As expected the Fed used its statement to signal that it will soon announce the start of a balance sheet normalisation, having accumulated a vast volume of assets during its quantitative easing programme. We now expect this announcement to come as soon as the September meeting. However, the Fed changed its rhetoric on inflation, claiming that the headline rate was now running “below” 2% compared to the “somewhat below” that was included in the previous statement in June. Currency markets latched onto this dovish shift, pushing back expectations for the next interest rate hike and heavily selling off the US Dollar. While markets are now discounting another hike in 2017 we still expect to see another 25 basis point increase in December.

Fallout from yesterday evening’s meeting will be the main driver in the currency markets today, absent any political surprises. This afternoon’s durable goods order data could prove a market mover when released at 13:30 UK time.

UK growth picks up pace as film production does

The Pound edged marginally higher against the US Dollar before yesterday’s FOMC meeting, before powering through the 1.31 level to its highest level since September during New York trading.
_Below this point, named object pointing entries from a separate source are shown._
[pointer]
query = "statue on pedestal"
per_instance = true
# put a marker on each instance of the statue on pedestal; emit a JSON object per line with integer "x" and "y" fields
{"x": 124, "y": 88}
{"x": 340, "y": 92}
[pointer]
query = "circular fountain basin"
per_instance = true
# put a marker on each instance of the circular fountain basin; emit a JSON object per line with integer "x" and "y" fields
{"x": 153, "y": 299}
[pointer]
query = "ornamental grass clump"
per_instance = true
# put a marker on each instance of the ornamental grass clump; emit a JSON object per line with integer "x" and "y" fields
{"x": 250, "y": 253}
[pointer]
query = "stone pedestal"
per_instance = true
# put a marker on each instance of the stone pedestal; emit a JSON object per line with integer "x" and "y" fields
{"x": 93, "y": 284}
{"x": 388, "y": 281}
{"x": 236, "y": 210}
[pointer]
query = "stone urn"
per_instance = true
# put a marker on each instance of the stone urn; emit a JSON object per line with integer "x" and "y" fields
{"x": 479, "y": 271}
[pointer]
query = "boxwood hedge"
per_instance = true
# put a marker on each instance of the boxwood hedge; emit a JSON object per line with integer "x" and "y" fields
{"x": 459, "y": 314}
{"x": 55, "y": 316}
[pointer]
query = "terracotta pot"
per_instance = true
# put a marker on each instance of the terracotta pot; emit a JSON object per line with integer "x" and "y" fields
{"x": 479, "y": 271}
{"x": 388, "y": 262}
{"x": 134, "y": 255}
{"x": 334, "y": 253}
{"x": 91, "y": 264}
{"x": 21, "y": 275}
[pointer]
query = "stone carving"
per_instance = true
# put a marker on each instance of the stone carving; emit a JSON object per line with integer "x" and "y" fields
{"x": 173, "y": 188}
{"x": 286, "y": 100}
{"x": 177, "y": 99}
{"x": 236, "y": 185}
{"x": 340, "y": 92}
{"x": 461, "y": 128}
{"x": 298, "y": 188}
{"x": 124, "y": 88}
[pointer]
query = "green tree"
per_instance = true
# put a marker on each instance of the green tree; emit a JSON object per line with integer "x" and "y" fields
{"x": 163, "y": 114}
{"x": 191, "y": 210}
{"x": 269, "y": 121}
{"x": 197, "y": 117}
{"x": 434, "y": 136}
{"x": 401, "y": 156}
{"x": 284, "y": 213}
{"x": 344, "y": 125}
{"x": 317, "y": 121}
Sterling received modest support earlier in the day from the news that growth in the UK economy picked up pace in the second quarter of the year, albeit barely. Growth in the UK rose to just 0.3% in the three months to June, modestly higher than the meagre 0.2% recorded in the first quarter. A sharp jump in film production in the UK, including box office receipts from cinemas, proved a fairly significant contributor to the rise in output and accounted for around one-quarter of the increase. Regardless, 0.3% quarterly expansion is far from desirable levels and could cause the Bank of England to rein back on some of its more hawkish rhetoric when it meets next week.

The CBI’s trades survey this morning is unlikely to rock the boat. Traders will instead have one eye on the aforementioned Bank of England meeting to see if any other central bank members join Ian McCafferty and Michael Saunders in voting for an immediate rate increase.

Euro jumps to fresh highs after Fed meeting

Amid a lack of market moving information the common currency traded within a relatively narrow band during London trading yesterday, although surged by around 1% after the FOMC meeting.

News out of the Eurozone was fairly sparse yesterday as investors awaited the announcement from the Federal Reserve. The common currency was little budged by European Central Bank member Nowotny’s comments late on Tuesday evening that reinforced the view that the removal of stimulus in the Eurozone would be gradual. Business confidence in Italy also rose in June with firms in the Euro-area seemingly undeterred by the prospect of an imminent removal in ECB stimulus and a weaker Euro. With no economic news of note whatsoever out of the Eurozone today the Euro is likely to be driven by expectations for Fed policy.